When convicted killer Ronnie Lee Gardner was asked in which way he wanted to receive capital punishment for a murder he committed 25 years ago, you’ll never guess what he chose.
He didn’t go the conventional route. He didn’t choose lethal injection, not even death by electrocution, hanging or (God forbid) bludgeoning.
“I would like the firing squad, please,” said Gardner, 49, to Utah state court Judge Robin Reese. And the state is getting ready to grant this dying man his last wish.
Gardner, if his attorney’s stay of execution and appeal is not granted, will face a five-man firing squad on June 18, 2010. The squad would consist of five volunteer officers, each equipped with a matching rifle.
But Gardner, who killed an attorney 25 years ago during a failed escape attempt, may yet have his life extended. Defense attorney Andrew Parnes plans to seek a stay of execution and appeal the case to the Utah Supreme Court. Gardner has already been sentenced to death four times, however Parnes believes his death is now closer than ever before.
“I don’t think it was a shock or a surprise, and he’s coming to grips with that,” Parnes said. He did not explain Gardner’s choice of the firing squad, AP reports.
Utah and Oklahoma are the only two states in which death by a firing squad is still legal, though in Oklahoma, it can only be used if death by lethal injection is deemed unconstitutional. As of 2004, Utah inmates can no longer choose their method of execution; they must face lethal injection. However, those sentenced to death before then can choose between the two. Gardner was sentenced to death in 1985.

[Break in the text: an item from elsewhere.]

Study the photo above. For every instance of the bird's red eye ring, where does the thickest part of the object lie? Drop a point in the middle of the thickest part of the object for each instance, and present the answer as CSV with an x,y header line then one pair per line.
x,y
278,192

An Espy and Smylka study estimates 142 people have been killed by firing squad in the United States and its English-speaking predecessor territories since 1608, not including deaths related to the Civil War. In Utah, the last person to be killed by firing squad was John Albert Taylor, who was sentenced to death for the rape and murder of an 11-year-old girl. According to the New York Times, Taylor chose the firing squad to prove Utah was committing murder, not conducting a civil service, by killing him.